The article provided as examples the fact that during his tenure as a U.S. attorney, Sessions desegregated schools.

Also, he prosecuted the head of the Alabama Ku Klux Klan for murder. The piece cited a New York Post report that Sessions’ prosecution led to a multi-million dollar judgment that broke the back of the Klan.

However, if the Left intends to smear Sessions, he appears to be well on top of things and — as noted above — came out of the box shooting down the charges even before Booker and his cronies start their work on January 11.

Sessions has earned a reputation as one of the Senate’s most vocal opponents of our nation’s loose immigration policies and has described President Obama as a “dictator” because of his policies of resettling illegal immigrants in states that do not want them. Sessions has called attention to the potential for terrorists from place such as Syria infiltrating the United States hidden among refugees, and he has also opposed legal immigrations plans such as the H-1B guest-worker program on the grounds that they give American jobs to foreign workers.

In his many statements regarding immigration, Sessions has highlighted the economic downfalls of legal immigration programs and their impact on the job market for American workers, as well as pointed out the potential danger of terrorists such as members of ISIS infiltrating our nation among refugees from Syria.

In April 2015, Sessions and Senate Minority Whip Richard Durbin (D-Ill.) led a bipartisan coalition of senators who sent a letter to then-Attorney General Eric Holder, Homeland Security Secretary Jeh Johnson, and Labor Secretary Thomas Perez asking them to investigate Southern California Edison’s use of the H-1B guest-worker program to replace American workers.

A post on Sessions’ Senate webpage said that he was a leading opponent of President Obama’s “unconstitutional executive amnesties, which gives jobs and benefits to illegal workers at the expense of struggling families.”

In a speech on the Senate floor in 2015, Sessions strongly condemned President Obama’s request for funding for refugee resettlement, basing his opposition on both economic and security threats found in the president’s plan. He addressed the matter of security as follows:

The President persists in this plan even though his own officials, testifying before my Immigration Subcommittee, conceded there is no database in Syria with which to vet refugees…. The FBI director tells us there are now active ISIS investigations in all 50 U.S. states.

Our subcommittee has identified dozens of examples of foreign-born immigrants committing and attempting acts of terror on U.S. soil.

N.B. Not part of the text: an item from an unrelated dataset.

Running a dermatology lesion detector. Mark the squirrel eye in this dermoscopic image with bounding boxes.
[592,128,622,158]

Preventing and responding to these acts is an effort encompassing thousands of federal agents and attorneys and billions of dollars: in effect, we are voluntarily admitting individuals at risk for terrorism and then, on the back end, trying to stop them from carrying out their violent designs.

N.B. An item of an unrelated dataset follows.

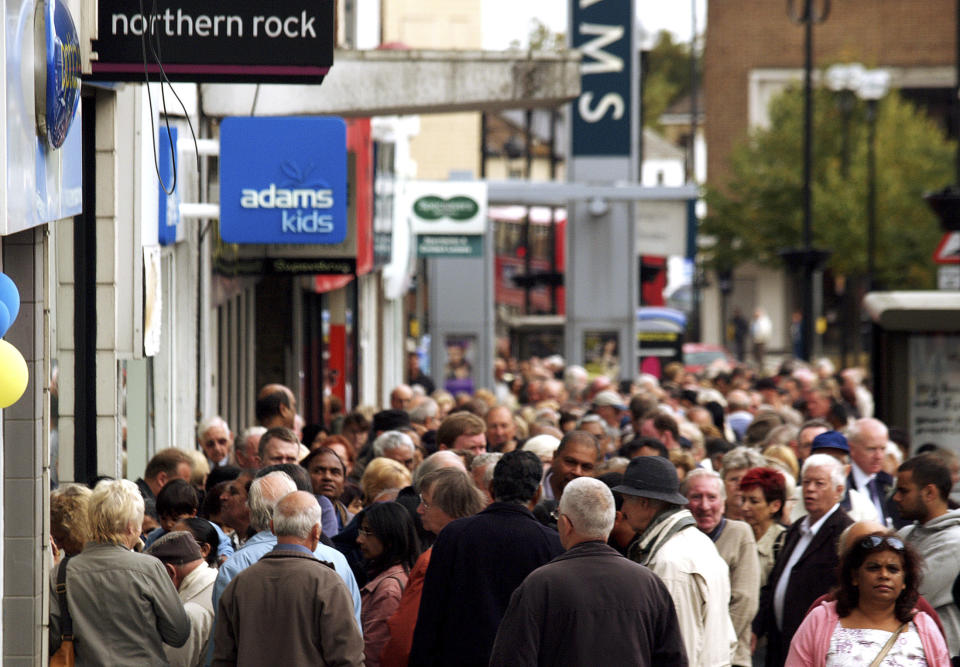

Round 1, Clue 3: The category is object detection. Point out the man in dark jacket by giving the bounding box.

During his remarks to the Judiciary Committee on January 10, Sessions stated: “If I am confirmed, protecting the American people from the scourge of radical Islamic terrorism will continue to be a top priority of the Department of Justice. We will work diligently to respond to threats, using all lawful means to keep the American people safe from our nation’s enemies.”

Most knowledgeable Washington political analysts believe Sessions should receive confirmation easily, and the noise raised during the hearings will amount to nothing more than an annoying irritation.